Elle permet de réséquer les bulles responsables, de réaliser une pleurectomie partielle ou un talcage sous contrôle visuel.

Complications possibles

Bien que la plupart des pneumothorax évoluent favorablement, certaines complications peuvent survenir :

  • Le pneumothorax sous tension, urgence vitale décrite plus haut
  • La récidive, qui survient chez environ 30 % des patients après un premier épisode de pneumothorax spontané primaire, et jusqu’à 50 % chez les fumeurs
  • Le pneumomédiastin, diffusion de l’air vers le médiastin
  • L’hémothorax, accumulation de sang dans la cavité pleurale en cas de lésion vasculaire associée
  • La pleurésie réactionnelle
  • L’empyème pleural (infection de la plèvre), rare mais grave
  • L’œdème pulmonaire de réexpansion, survenant lors d’une expansion trop rapide d’un poumon longtemps collabé

Prévention et conseils pratiques

La prévention du pneumothorax repose sur plusieurs mesures concrètes :

Arrêt du tabac

L’arrêt complet et définitif du tabagisme est la mesure préventive la plus importante. Le tabac est responsable de l’augmentation du risque mais aussi de la sévérité des pneumothorax. Des consultations de tabacologie peuvent accompagner le sevrage.

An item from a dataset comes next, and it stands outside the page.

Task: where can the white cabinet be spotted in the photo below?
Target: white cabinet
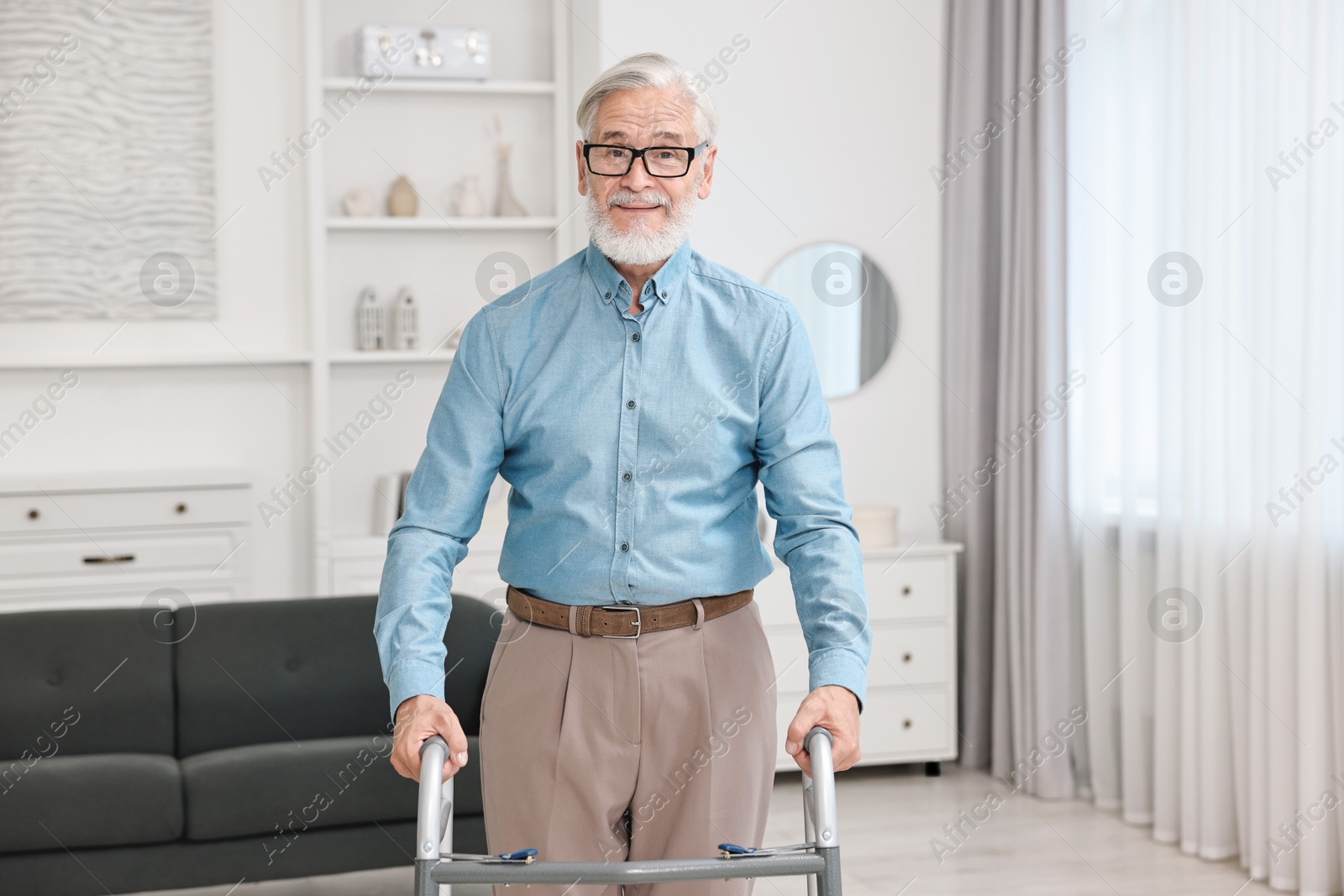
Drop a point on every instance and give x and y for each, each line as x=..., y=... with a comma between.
x=121, y=539
x=911, y=712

Éducation et signaux d’alerte

Toute personne ayant déjà présenté un pneumothorax doit être informée des signes de récidive et consulter immédiatement en cas de douleur thoracique brutale ou d’essoufflement soudain. Il est conseillé d’avoir sur soi une carte mentionnant l’antécédent.

Activités physiques et sport

La reprise progressive d’activités physiques est possible après guérison complète, généralement après 4 à 6 semaines. Les sports violents avec risque de contact (rugby, arts martiaux) sont à éviter pendant les premières semaines. La plongée sous-marine avec bouteilles est formellement contre-indiquée en cas d’antécédent de pneumothorax non opéré, en raison du risque de bulles de décompression et de récidive grave.

Voyages en avion

Un voyage en avion est généralement déconseillé dans les 2 à 4 semaines suivant un pneumothorax, en raison des variations de pression cabine. Un certificat médical est souvent requis.

En résumé

Le pneumothorax est une pathologie fréquente mais potentiellement grave qui nécessite une reconnaissance précoce et une prise en charge adaptée. Les points essentiels à retenir sont :

  • Toute douleur thoracique brutale associée à un essoufflement doit faire évoquer un pneumothorax et justifie un avis médical urgent
  • Le diagnostic repose principalement sur la radiographie thoracique et parfois le scanner
  • Le traitement varie de la simple surveillance au drainage thoracique, voire à la chirurgie en cas de récidive
  • L’arrêt du tabac est la mesure préventive la plus efficace pour éviter les récidives
  • Le pneumothorax sous tension est une urgence absolue nécessitant une décompression immédiate
  • Un suivi pneumologique est indispensable après un premier épisode, surtout en cas de maladie pulmonaire sous-jacente

Une prise en charge rapide et appropriée permet dans la majorité des cas une guérison complète sans séquelles, avec une reprise normale des activités quotidiennes et professionnelles.